The study found five of the top 10 cities nationwide for evictions are in Virginia: Richmond (No. 2), Hampton (No. 3), Newport News (No. 4), Norfolk (No. 6), and Chesapeake (No. 10).
“It does signal a symptom of a larger problem that there are issues around people being in a position to even face evictions,” said Fairfax. “We know one eviction is too many.”
Michelle Purcell-Griffin says she wanted a seat at Tuesday’s roundtable to show state and local leaders that good people fall on hard times.
Purcell-Griffin says she was evicted from subsided housing in Newport News in 2016 after her husband fell ill and the couple could not afford their rent.
“I found it very disheartening and humbling that you are a lot of times judged,” she said. “The help may not be there because you will not reach out for the help.”
Politicians, city staffers, members of academia, realtors, nonprofit leaders and other stakeholders all agreed that tenants do not have one place to turn for help when they face problems with paying their rent.
“It’s important to really have a one-stop clearinghouse for people to get information to try to prevent evictions,” said Fairfax.
Mary Bunting, Hampton’s city manager, raised concern about the accuracy of the Eviction Lab’s data.
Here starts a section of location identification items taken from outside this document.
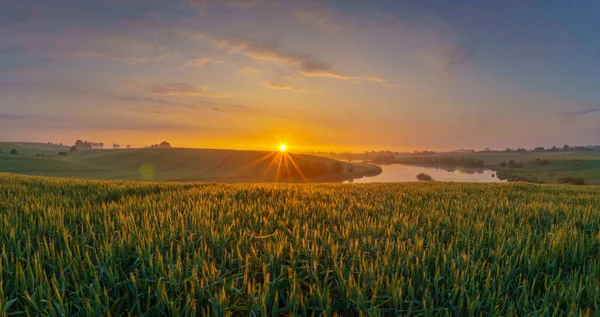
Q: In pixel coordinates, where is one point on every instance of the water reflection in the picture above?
(408, 173)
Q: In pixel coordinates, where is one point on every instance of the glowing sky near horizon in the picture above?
(323, 75)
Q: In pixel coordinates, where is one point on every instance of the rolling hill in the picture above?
(178, 164)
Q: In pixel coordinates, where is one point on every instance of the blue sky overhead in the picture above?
(338, 75)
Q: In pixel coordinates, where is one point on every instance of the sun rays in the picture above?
(282, 165)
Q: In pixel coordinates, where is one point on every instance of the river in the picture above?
(408, 173)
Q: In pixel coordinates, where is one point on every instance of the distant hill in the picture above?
(31, 148)
(177, 164)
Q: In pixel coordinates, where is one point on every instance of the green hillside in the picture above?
(106, 248)
(159, 164)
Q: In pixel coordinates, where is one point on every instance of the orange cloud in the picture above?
(182, 89)
(280, 86)
(305, 65)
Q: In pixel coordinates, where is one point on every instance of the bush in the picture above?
(424, 177)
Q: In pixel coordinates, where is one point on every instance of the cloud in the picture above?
(153, 111)
(240, 4)
(114, 57)
(274, 53)
(198, 61)
(251, 71)
(320, 18)
(581, 111)
(182, 89)
(280, 86)
(304, 64)
(122, 47)
(62, 122)
(11, 50)
(15, 116)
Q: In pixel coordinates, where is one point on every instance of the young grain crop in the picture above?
(97, 248)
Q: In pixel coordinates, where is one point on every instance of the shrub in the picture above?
(424, 177)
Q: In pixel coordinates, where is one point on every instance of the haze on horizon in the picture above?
(339, 75)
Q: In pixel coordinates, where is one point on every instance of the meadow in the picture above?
(89, 248)
(172, 164)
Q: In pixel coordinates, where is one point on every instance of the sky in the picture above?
(319, 75)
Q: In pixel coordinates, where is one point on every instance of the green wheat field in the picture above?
(91, 248)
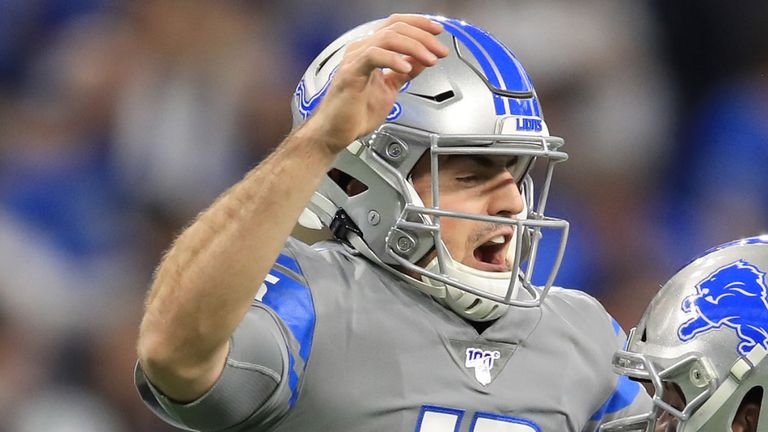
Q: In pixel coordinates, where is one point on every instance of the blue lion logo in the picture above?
(733, 296)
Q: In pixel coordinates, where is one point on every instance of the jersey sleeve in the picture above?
(268, 353)
(627, 398)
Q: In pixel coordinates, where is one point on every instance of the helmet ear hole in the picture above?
(350, 185)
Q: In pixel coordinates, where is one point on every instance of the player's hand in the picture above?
(371, 74)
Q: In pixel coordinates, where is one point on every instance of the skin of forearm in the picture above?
(208, 279)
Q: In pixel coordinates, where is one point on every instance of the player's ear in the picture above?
(746, 418)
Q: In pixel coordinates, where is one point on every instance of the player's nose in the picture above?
(505, 198)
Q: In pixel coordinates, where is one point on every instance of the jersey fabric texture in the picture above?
(335, 343)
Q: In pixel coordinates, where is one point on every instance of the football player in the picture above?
(414, 144)
(701, 345)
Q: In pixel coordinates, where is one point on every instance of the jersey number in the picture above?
(440, 419)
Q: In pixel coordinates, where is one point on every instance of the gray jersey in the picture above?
(334, 343)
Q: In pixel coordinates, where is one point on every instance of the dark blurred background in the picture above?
(120, 120)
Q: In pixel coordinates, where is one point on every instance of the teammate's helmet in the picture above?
(706, 332)
(477, 101)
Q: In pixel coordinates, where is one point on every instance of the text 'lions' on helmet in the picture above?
(704, 336)
(477, 101)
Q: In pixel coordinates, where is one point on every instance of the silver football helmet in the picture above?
(477, 101)
(705, 332)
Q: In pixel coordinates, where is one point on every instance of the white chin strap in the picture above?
(471, 306)
(468, 305)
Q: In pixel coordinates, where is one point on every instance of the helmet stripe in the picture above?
(490, 73)
(512, 72)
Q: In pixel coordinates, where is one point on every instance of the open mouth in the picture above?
(492, 255)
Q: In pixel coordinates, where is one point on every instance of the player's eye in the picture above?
(471, 178)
Bunting says researchers did not take into account residents who paid their rent late to avoid eviction.
“We think evictions are a concern regardless of the numbers … but we don’t think Virginia or Virginia’s localities should be unfairly labeled as higher in evictions than we already are,” said Bunting.
The group also stressed the need for higher paying jobs in the region in order for tenants to afford their rent even when they face tough times.
Fairfax says early intervention is also crucial to the tenants’ success so nonprofit organizations and other community partners can provide help and resources before anyone faces eviction.
“Higher wages along with financial education will solve the problem,” said Purcell-Griffin.
Fairfax says he expects a package of bills relating to eviction prevention to be submitted before the next General Assembly session in January.